The park lies some 100 km south of Baku on the highway to Astara, between Alat and Salyan. It’s easy to find as the entrance is marked with a gazelle statue. The park is open every day between 9.00 am and 6.00 pm. Visits, however, need to be planned in advance as the modest entrance fee of AZN 2 for local people and AZN 4 for foreigners has to be paid online or at any branch of Kapital Bank. The payment procedures can be found on the Shirvan National Park website If you pay online, be sure to print out your proof of payment and take it with you to the park. Despite the complications in making payments, the park management and Ministry of Ecology and Natural Resources are keen to encourage visitors. The park has one shorter and two longer routes for vehicles. An ordinary car is fine for the main routes, but not only does a four-wheel drive cope better with the mud, it gives a better view of the gazelles and other wildlife. The park is also home to wolves, marsh frogs, tortoises, jerboa, snakes and other animals.

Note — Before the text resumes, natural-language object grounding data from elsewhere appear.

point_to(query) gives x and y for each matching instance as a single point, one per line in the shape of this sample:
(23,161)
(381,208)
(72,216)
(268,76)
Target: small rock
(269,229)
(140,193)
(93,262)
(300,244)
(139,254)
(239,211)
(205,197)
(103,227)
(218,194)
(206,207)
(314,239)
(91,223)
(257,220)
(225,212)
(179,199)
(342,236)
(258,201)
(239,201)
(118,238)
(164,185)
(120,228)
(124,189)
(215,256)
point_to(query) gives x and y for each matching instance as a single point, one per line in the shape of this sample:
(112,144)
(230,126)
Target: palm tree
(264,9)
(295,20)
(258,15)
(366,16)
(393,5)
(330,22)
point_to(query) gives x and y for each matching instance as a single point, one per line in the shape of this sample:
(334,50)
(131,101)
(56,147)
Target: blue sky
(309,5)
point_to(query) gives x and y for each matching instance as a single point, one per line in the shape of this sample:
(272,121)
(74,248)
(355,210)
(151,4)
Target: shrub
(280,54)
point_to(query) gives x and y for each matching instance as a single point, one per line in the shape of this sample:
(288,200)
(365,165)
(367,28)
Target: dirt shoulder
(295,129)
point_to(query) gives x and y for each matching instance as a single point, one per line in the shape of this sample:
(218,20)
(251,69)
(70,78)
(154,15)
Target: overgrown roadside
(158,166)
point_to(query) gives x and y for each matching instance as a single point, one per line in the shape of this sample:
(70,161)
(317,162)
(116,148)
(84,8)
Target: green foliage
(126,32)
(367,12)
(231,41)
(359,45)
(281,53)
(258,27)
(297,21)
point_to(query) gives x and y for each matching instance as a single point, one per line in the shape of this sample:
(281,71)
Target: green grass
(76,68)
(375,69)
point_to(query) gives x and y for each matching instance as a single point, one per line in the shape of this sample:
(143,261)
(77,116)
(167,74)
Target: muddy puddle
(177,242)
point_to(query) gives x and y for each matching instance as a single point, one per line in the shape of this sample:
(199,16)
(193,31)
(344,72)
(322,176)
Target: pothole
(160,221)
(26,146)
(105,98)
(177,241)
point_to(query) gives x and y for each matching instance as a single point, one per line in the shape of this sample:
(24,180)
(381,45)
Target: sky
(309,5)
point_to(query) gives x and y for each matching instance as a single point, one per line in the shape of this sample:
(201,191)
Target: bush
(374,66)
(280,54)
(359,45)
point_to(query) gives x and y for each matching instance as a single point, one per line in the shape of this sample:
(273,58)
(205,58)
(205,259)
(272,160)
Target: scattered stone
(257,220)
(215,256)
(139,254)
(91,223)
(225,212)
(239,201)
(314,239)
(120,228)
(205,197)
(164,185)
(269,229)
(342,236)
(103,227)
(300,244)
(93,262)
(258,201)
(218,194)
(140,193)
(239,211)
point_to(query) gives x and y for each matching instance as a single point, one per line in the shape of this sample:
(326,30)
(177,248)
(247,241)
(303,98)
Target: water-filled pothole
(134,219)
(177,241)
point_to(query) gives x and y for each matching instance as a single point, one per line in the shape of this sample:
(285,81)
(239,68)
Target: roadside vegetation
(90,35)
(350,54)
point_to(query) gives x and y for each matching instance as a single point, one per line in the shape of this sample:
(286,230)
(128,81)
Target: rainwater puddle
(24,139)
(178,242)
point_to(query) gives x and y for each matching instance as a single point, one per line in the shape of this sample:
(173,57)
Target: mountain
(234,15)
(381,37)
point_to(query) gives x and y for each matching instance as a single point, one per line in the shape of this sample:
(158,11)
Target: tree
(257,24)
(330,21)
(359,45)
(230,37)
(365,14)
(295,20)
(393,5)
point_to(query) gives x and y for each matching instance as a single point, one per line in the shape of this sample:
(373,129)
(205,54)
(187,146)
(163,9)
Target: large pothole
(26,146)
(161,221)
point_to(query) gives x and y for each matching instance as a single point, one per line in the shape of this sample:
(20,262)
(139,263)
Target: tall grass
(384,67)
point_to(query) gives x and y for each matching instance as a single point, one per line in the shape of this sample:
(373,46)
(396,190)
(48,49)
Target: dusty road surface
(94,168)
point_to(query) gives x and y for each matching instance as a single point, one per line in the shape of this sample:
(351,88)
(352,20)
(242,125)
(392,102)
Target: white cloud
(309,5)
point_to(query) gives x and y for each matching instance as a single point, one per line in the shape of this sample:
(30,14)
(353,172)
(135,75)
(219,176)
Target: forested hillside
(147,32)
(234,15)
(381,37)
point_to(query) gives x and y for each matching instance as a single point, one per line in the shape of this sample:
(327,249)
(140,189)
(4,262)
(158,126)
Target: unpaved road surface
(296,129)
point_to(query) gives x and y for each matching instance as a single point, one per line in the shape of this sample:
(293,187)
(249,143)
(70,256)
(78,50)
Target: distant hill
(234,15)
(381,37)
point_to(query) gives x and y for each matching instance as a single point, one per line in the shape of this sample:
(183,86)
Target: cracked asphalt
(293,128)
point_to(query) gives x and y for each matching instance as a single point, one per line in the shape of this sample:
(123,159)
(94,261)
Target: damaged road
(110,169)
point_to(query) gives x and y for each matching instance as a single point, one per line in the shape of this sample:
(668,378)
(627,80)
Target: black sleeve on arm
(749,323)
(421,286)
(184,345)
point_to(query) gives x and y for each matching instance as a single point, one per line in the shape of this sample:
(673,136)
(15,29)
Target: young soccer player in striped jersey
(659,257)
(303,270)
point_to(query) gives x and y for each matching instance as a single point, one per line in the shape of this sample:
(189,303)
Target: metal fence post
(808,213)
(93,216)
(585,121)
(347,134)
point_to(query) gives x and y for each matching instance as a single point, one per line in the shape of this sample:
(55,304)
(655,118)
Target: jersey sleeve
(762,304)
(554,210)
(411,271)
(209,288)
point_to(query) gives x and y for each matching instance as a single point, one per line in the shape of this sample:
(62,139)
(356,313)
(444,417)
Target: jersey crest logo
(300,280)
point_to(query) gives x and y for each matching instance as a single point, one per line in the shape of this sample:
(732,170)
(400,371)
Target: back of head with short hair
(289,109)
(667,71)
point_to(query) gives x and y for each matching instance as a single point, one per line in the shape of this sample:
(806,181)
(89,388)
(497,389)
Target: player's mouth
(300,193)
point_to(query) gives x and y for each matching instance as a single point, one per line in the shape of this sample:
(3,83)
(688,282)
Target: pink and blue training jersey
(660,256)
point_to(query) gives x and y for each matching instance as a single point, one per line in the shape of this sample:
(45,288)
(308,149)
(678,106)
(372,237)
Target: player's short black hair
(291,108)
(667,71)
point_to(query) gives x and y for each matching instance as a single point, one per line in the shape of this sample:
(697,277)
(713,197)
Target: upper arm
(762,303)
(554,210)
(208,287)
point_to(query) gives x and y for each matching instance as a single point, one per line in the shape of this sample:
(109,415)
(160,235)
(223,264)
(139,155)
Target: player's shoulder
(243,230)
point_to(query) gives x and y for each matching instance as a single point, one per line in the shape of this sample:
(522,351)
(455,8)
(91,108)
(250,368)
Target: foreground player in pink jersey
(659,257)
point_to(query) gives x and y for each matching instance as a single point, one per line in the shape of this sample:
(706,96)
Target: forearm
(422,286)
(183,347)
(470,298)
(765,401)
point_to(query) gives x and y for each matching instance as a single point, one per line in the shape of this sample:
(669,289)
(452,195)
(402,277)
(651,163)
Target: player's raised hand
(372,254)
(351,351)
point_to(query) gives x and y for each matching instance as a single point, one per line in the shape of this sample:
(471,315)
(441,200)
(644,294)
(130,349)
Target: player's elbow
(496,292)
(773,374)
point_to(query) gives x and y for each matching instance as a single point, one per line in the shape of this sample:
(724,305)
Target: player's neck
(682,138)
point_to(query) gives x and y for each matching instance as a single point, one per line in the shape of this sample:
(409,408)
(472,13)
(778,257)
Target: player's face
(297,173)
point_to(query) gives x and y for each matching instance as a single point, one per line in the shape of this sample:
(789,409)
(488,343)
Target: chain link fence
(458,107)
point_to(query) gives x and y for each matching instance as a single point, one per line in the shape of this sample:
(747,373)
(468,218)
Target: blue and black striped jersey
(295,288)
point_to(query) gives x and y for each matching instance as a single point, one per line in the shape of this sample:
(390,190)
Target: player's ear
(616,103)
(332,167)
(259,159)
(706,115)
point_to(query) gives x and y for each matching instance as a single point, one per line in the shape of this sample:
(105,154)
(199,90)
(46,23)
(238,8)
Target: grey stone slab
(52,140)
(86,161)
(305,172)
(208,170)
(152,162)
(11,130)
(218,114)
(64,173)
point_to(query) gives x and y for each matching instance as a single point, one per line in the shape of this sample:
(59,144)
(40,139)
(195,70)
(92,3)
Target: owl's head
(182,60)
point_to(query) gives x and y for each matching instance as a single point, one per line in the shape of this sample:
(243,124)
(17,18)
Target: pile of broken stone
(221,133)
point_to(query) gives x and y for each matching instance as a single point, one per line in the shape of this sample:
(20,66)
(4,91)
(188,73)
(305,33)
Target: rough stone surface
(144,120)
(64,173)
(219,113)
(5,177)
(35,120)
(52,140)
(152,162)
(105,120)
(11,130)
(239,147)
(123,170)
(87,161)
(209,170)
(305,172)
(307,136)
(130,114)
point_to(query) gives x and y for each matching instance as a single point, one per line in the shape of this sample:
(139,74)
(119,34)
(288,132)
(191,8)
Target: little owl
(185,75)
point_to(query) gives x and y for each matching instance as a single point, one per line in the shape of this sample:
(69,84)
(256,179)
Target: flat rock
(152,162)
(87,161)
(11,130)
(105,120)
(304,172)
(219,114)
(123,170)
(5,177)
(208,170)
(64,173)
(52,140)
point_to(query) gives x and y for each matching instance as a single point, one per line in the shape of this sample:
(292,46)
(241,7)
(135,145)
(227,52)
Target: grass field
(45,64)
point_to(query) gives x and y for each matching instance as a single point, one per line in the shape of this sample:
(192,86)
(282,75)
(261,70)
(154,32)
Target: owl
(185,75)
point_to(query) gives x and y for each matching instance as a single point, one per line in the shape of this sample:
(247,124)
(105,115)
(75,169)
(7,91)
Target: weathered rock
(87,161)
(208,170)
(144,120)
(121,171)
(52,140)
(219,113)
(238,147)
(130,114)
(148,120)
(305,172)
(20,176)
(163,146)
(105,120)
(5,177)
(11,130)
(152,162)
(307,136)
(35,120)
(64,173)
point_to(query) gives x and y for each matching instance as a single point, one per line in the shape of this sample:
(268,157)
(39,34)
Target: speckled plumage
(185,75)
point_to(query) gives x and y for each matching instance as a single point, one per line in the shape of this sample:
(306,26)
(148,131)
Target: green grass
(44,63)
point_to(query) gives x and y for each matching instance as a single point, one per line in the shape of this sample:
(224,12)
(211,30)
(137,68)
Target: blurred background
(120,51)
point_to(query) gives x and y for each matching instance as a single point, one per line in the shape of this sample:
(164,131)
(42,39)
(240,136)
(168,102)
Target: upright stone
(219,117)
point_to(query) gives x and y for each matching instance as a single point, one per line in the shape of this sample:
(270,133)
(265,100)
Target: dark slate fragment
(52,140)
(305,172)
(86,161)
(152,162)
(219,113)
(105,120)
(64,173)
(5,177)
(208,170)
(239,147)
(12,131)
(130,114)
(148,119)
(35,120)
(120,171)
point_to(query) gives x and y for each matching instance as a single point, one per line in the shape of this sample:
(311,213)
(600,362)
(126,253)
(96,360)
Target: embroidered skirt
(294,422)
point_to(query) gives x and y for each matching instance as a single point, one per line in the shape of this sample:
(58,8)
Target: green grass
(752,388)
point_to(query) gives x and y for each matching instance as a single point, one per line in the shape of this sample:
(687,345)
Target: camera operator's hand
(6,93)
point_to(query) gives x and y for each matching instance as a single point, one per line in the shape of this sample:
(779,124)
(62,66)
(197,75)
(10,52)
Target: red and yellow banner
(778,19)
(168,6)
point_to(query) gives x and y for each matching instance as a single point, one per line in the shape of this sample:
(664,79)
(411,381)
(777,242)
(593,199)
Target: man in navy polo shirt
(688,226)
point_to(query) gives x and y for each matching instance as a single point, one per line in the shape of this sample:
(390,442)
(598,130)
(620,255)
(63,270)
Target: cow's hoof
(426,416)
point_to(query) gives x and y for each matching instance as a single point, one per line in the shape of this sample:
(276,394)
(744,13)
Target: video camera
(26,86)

Shirvan has a rich birdlife, which becomes even more varied during the spring and autumn migrations. Larks, colourful bee-eaters, hoopoes and little bustards are amongst the park’s residents. Water birds can be seen from the observation platform at Flamingo Lake, in particular egrets, herons, pelicans, cormorants, purple swamp hens, many varieties of duck and goose and, of course, the eponymous flamingo.